Critics and film music fans were (and still are) divided over the merits of the score, with some praising the unique sound while others derided the score’s anachronistic quality. “Perhaps the single most important element which blends totally…is the music,” said Puttnam. And screenwriter Colin Weland confirmed that “forty-percent of the film’s success was the music.”



15 comments

  1. Excellent theme for sure but Raiders of the Lost Ark should have won the Academy Award for score AND film.

    1. You do love your RAIDERS, don’t you, Erik? LOL Great score and film, to be sure. My choices would have been REDS for Picture and RAGTIME for Score. But I wouldn’t have balked at Spielberg and Williams.

  2. Yeah, I’m biased when it comes down to Raiders being my all time favorite movie and film score. Reds was indeed a good picture but unfortunately I haven’t heard Ragtime. I must remedy that.

    1. Yes, do remedy that. RAGTIME isn’t as layered as RAIDERS, but it’s entirely appropriate for the picture (flawed though that picture is) and has some wonderful melodies.

  3. “Composed entirely for piano-based synthesizer…” Actually, almost entirely. Vangelis is also a percussionist, as is demonstrated in the use of actual cymbals, bells, etc.

    1. Were they actual percussion instruments or percussion-like sounds made from the synthesizer? Either way, you have a good point. Thanks for pointing that out.

    1. I never doubted his percussion abilities. Was just curious about whether or not it was real percussion on the soundtrack. But even more embarrassing than my not knowing whether or not Vangelis played percussion, is misspelling “heels,” which I have now corrected. Doh! Some days I just can’t win. :)

  4. To the trained ear, all of Vangelis’ percussion sounds real. I own all his albums except 2 of the most obscure ones. Tomita worked with synth percussion at around the same time. So did Wendy Carlos. There is a noticeable difference between real cymbals especially and synths made to sound like cymbals. The cymbals in “Chariots of Fire” sound real. If you were Vangelis, would you rather use the cymbals in your own studio or the embarrassing synth equivalent of 1981? ;-) By the way, the piano in the track is also real. Vangelis owned a Bösendorfer at the time.

    1. Ya learn something new every day. Fascinating to learn more about this composer that I know very little about, so thanks for your comments. :)

  5. Though I generally like this score especially the main theme, I think Vangelis’ 1492: CONQUEST OF PARADISE is far grander and greater work.
    The main theme is gorgeous but one that really grabs me has always been the driving and dark Hispañola.
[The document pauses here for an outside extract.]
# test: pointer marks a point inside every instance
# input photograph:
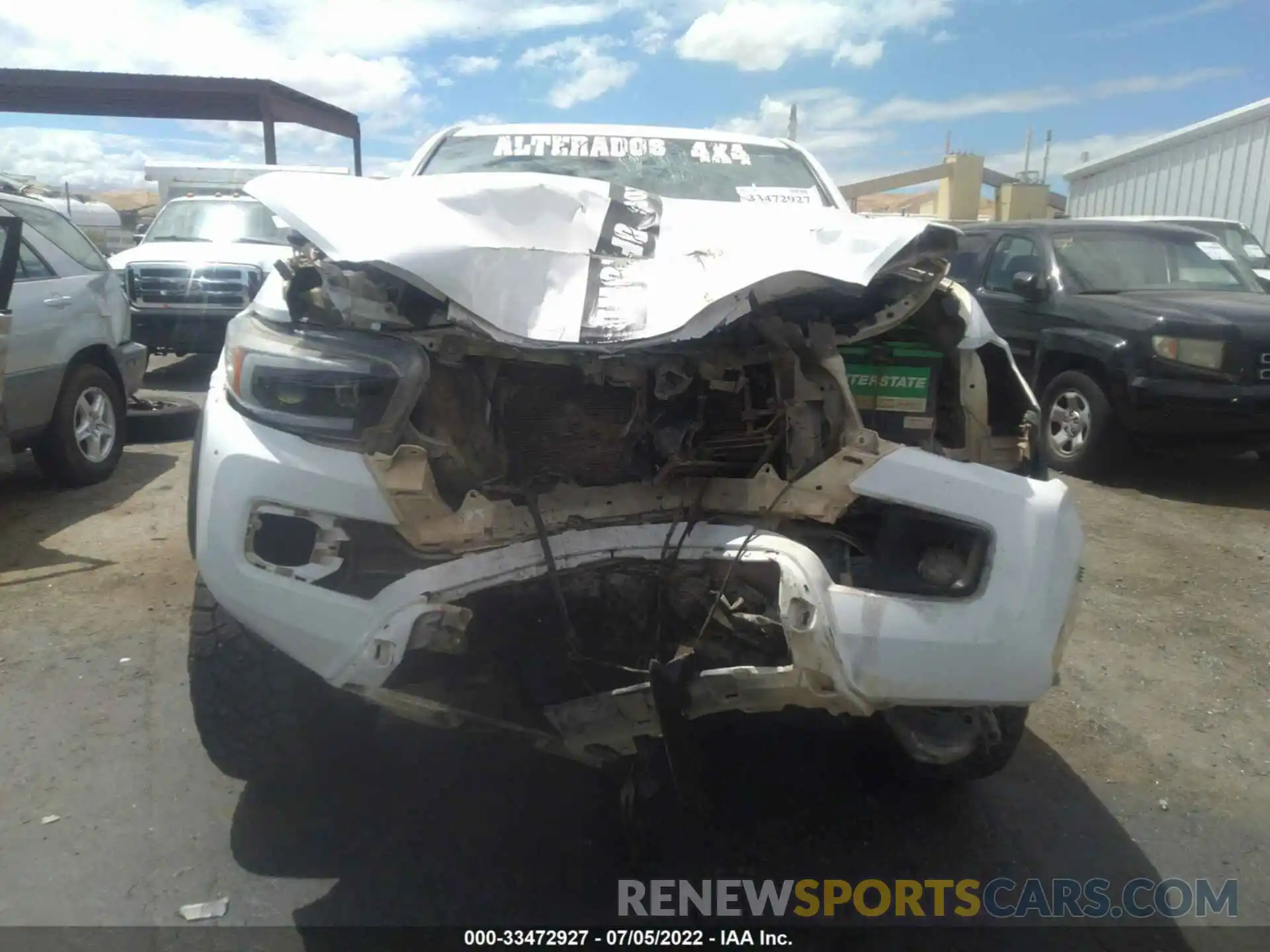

    Menkin’s ALADDIN won that year beating out Goldsmith’s BASIC INSTINCT, Isham’s, A RIVER RUNS THROUGH IT, the always underrated Richard Robbins’ HOWARDS END, and Barry’s CHAPLIN. Though ALADDIN held little interest for me it was still a fine year for score nominations but it really is a shame that – at least in my book – the best wasn’t even on the list

    1. I haven’t heard 1492 in YEARS! I really should dig it out. I remember when it came out that I thought Vangelis had taken huge steps forward in his film music. Nothing was going to beat CHARIOTS OF FIRE in 1981, and nothing was going to beat ALADDIN either. Menken was uber-popular, so was the movie. And, as good as the other scores are, I still think ALADDIN was the proper choice and showed, again, big steps forward in Menken’s film writing. Perhaps if 1492 hadn’t been such a bomb, Vangelis would have stood a better chance. Then again, if I remember correctly, that synth style of writing and his time had passed by 1992. But correct me if I’m wrong.

  6. It was a bomb Jim but in my perhaps – in my not so humble opinion – not because of a lack of quality but because the subject carried so much baggage.

    I actually am a fan not only of the score but the film and am hoping that one day R. Scott, like he’s done with the KINGDOM OF HEAVEN, will give us a definitive four hour version.

    Now I know that there are a few who thought 1492 was already too long so I suppose that would a slow death.